Meet Sarah

Image by Daniel Lewis

Meet Sarah Price

Sarah Price has rapidly established herself as one of the most prominent and sought-after garden designers in Britain.

Her work

Drawing on a prior training in fine art and a life-long love of wild and natural environments, Sarah’s gardens have an immersive quality and are often described as ‘painterly’. Her practice is unusual for its breadth and scope of work.


Her projects

Sarah co-designed the 2012 Gardens at London’s Olympic Park and was a planting consultant for LDA Design on the post-Games legacy design.

She continues to work on a number of large public planting schemes as well as private projects. These include new community gardens and an exciting ‘play’ landscape designed in collaboration with MUMA for Cambridge University; an “Art Garden” at Manchester’s Whitworth Art Gallery sponsored by Jo Malone London (left); and a garden inspired by the New Forest for a new Maggies Centre in Southhampton designed by architects AL_A.

Her awards

Sarah’s designs have collected numerous awards, most notably Gold Medals at the RHS Chelsea Flower Showin 2018 (right) for her M&G Investments Garden and in 2012 for The Telegraph Garden, amongst many others.

Her writing

Sarah is a contributing editor for Gardens Illustrated and also writes for House and Garden and The Telegraph. In 2016 Sarah was awarded Garden Columnist of year by the Garden Media Guild for her monthly series on landscape design.


Her academic career and qualifications

Sarah is a visiting lecturer in planting design at the Department of Landscape at Sheffield University and has lectured at the New York Botanical Gardens, Kew Gardens, the Royal Academy, and The Royal Geographical Society in London.

She graduated with a First class BA (Hons) degree in Fine Art at Nottingham Trent University in 2002 and from 2002 – 2003 worked for a year as a full time gardener at Hampton Court Palace, London.

Sarah’s top tips for sustainable gardening

Plants First

Prioritising plants over the built, hard landscape of a garden creates more opportunities for habitat creation, productivity, beauty, and importantly, carbon capture. Planting trees and hedges alone will boost biodiversity, suck in carbon, and deaden noise. Allowing areas of lawn to grow long will help retain humidity and soil moisture, improving habitat conditions for invertebrates and for species of moths and butterfly.

Local Craft

Traditional, slow, craft techniques are a counterblast against the blandness of mass production. Beyond their obvious romantic appeal, time honoured crafts such as weaving, hedge laying, hazel hurdles and dry-stone walling are sustainable, practical, adaptable, durable and in harmony with the geographic and cultural context of a garden. It’s not just about a reverie with the past; it’s also about reinvention, experimentation, and the forging of new collaborations with old traditions.

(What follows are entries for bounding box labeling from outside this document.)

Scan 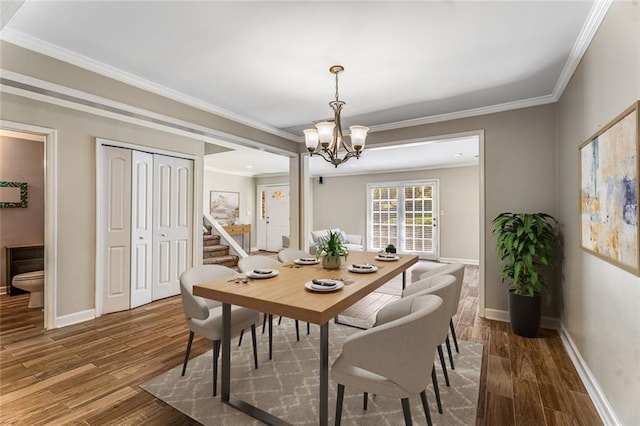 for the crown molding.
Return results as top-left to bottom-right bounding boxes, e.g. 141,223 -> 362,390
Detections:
0,68 -> 297,156
0,0 -> 613,143
552,0 -> 613,102
0,28 -> 299,141
370,95 -> 555,132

Waste as a valuable resource

In The Nurture Landscapes Garden, we make use of reclaimed bricks in low retaining walls, and old timber is repurposed as furniture. Even construction waste – such as crushed concrete and aggregates are used in the pathways and as a garden mulch. Consider using recycled sands and aggregates for informal pathways and as low fertility growing substrate for drought resistant, dry gardens whose plants develop deep reaching root systems, allowing them to thrive in the sun.

Water Capture

I often introduce shallow dishes of rainwater within my gardens. Carefully positioned, they mirror the sky and tree canopies, whilst importantly attracting wildlife such as birds, pollinators and mammals. Equally important is rainwater collection; water butts are easy to install and safely store rainwater from rooftops.

Dead wood and compost heaps teem with life

Instead of burning brash and garden clippings try creating beautiful and sustainable structures such as log piles, wood stacks and dead hedges; upright structures of woody cuttings woven between vertical stakes, a neat but dense habitat for birds and hibernating insects.